Decades into the Digital Age we see data getting bigger and bigger by
the millisecond. Ever day there’s an equivalent of 2.5 quintillion
bytes of data gathered from sensors, mobile devices, online
transactions, and social networks. This is big data. It’s a treasure
trove of information and organizations are struggling on how to use it
in a meaningful way to improve products, services, or customer
experience.
With
such massive amount of data from various industries and sectors, the
shift to IT analytics is a crucial business decision that is
transforming decision-making for IT and business operations. IT
analytics is slowly earning a huge chunk of an organization’s investment
to drive decisions for IT and business operations.
By using predictive analytics, which harness the vast quantities of
data, organizations can respond more quickly and accurately to customer
needs, better anticipate and prevent outages and deliver fact-driven
metrics to drive better business outcomes. Analytics can also make
improvements across the software development and delivery lifecycle,
further reducing cost, risk and time ot market.
The core of predictive analytics relies on capturing relationships
between variables and past occurrences, and exploiting that information
to predict future outcomes. Predictive analytics allows companies to
move from reactive to proactive management which is pivotal to
protecting existing revenues and expanding opportunities.

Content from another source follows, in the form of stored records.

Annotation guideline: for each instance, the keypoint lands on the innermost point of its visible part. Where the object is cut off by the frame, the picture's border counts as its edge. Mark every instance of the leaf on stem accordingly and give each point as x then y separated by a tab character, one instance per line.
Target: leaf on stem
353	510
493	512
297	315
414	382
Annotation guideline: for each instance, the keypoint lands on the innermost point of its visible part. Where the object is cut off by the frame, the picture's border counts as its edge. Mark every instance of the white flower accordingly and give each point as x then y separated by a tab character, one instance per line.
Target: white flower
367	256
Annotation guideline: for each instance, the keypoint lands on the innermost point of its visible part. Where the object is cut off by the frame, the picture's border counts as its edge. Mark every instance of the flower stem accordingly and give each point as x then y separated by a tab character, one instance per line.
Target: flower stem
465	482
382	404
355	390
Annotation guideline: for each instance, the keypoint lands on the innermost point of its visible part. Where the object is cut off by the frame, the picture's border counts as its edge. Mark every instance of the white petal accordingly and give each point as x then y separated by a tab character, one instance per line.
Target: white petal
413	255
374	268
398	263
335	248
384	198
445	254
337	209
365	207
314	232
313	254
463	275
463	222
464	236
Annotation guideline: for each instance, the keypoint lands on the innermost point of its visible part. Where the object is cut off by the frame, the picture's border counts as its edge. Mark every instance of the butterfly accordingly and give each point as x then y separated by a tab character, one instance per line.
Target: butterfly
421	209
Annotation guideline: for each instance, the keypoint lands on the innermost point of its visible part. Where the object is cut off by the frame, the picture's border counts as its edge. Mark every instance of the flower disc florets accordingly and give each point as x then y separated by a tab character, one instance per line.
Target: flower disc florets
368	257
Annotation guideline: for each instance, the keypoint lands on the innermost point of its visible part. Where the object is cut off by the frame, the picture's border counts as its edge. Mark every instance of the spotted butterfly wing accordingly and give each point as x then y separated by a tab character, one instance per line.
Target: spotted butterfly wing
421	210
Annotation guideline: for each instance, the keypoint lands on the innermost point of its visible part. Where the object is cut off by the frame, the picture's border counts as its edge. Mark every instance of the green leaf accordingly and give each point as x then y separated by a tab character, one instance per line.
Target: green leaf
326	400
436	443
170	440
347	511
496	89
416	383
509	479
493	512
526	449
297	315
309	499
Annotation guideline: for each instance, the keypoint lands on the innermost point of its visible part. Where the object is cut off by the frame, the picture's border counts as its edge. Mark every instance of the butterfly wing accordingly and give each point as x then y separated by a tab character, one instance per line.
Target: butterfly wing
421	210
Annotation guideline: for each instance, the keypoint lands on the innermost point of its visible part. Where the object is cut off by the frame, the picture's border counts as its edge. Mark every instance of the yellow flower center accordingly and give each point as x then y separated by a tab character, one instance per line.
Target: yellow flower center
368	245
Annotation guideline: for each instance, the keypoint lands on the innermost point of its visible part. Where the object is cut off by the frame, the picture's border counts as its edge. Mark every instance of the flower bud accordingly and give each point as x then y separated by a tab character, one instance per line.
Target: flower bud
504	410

Today, IBM is well positioned to help leverage these new
opportunities. IBM has Analytics Solution Centres around the world which
enables them to meet growing client demand for advanced analytics
capabilities as part of new, smarter business systems.
Business analytics is one of the fundamental drivers of IBM’s
performance with focus on delivering higher value capabilities to
clients. More than 200 IBM mathematicians focus exclusively on
analytics. IBM has made a $1.7 billion acquisition of Netezza, Unica,
Coremetrics, and Sterling Commerce which allows the company to gain the
ability to help businesses quickly gain intelligence to social networks
and online media sources and incorporate this insight into their overall
marketing campaigns.
IBM projects $16 billion in business analytics and optimization revenue in 2015.